Additionally, a significant interaction between Content and Dynamism was found. In human-content stimuli, static images counted a total number of fixations significantly lower than dynamic images (HS<HD; Figure 6a). Likewise, in nature-content stimuli, static images counted a total number of fixations significantly lower than dynamic images, which remained always higher than the corresponding values in the human-content condition (NS<ND). A significant interaction between Dynamism and Color was further found. The difference in the number of fixations between color and black and white images was observed only for dynamic stimuli, disappearing for static images (CD>BWD; Figure 6b).
Finally a significant interaction between Judgment Task and Color was found. During AJ task the number of fixations was significantly higher for the color images than for the black and white images (CAJ>BWAJ), whereas no difference was found in the number of fixations between color and black and white images during MJ task.
Considering the mean duration of a single-eye-fixation per image, results were complementary to those described above on the total number of fixations.
These first results about fixations corroborate the idea that human content guides the viewer's attention on a more limited number of attractors than nature content; however, human attractors are fixed for longer than nature attractors. Moreover, results show that dynamism and color have an enriching function of perceived details, supporting the fulfillment of the task.
Eye-tracking cluster analysis
As specified in Methods session, analyses were carried out considering only the first 4 clusters (ROIs) formed in temporal order of exploration, which corresponded to the minimum number of clusters present in all images.
ROI analysis was carried out on the 4 first clusters using 2×2×2×2 GLM models with 2 levels of stimulus Content (human [H] vs. nature [N]), 2 levels of stimulus Dynamism (dynamic [D] vs. static [S]), 2 levels of stimulus Color (color [C] vs. black and white [BW]) and 2 levels of Judgment Task (aesthetic judgment [AJ] vs. movement judgment [MJ]).

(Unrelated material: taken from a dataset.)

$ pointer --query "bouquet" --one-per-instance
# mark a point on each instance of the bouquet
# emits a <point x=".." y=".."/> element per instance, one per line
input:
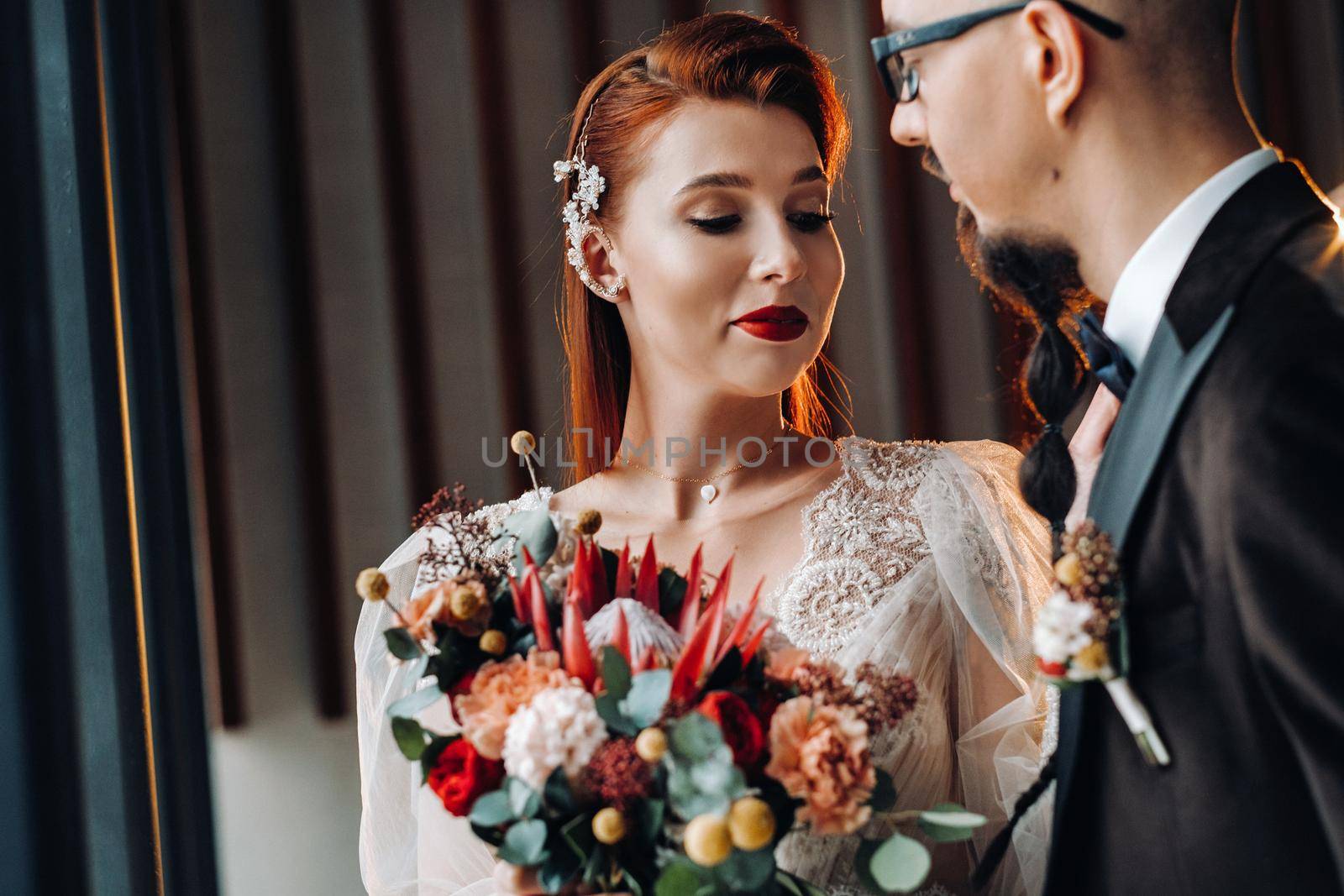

Table 9 shows clusters size as a function of the percentage of area covered with respect to the total area of the image.
Results showed a main effect of Content (F(4 141) = 14.773; p<.001, η2 = .30, δ = 1.00; H<N): ROIs extension was significantly smaller in human-content than in nature-content images, supporting the over mentioned idea that paintings representing human figures present highly meaningful and specific attractors.
Fixations and observations.
ROI analysis was carried out within each of the 4 first ROIs considering the following indexes: time to first fixation, fixation number and duration, observation number and duration (Table 10).
As far as the time-to-first-fixation is concerned, in ROI 1 results showed a main effect of Content: the time necessary to enter into the first cluster was longer in human-content than in nature-content stimuli (H>N).
With regards to fixations and observations indexes in ROI 1, 2 and 3, results showed a main effect of Content: in all the three ROIs the fixations number and duration as well as the observations number were always higher in human-content than in nature-content images (H>N). Additionally, a main effect of Dynamism was also found for the first three ROIs. However, while in ROI 1 fixations and observations number and duration were higher in static images than in dynamic images (D<S), these effects reversed in ROI 2 and 3 (D>S). A similar trend was observed for the factor Color in ROI 1 and 3 only with respect to fixation and observation durations. In fact, in ROI 1 we found a longer duration of fixations and observations in black and white images than in color images (C<BW); this effect reversed in ROI 3 (C>BW). A higher number of fixations in black and white images than in color images was also found in ROI 1.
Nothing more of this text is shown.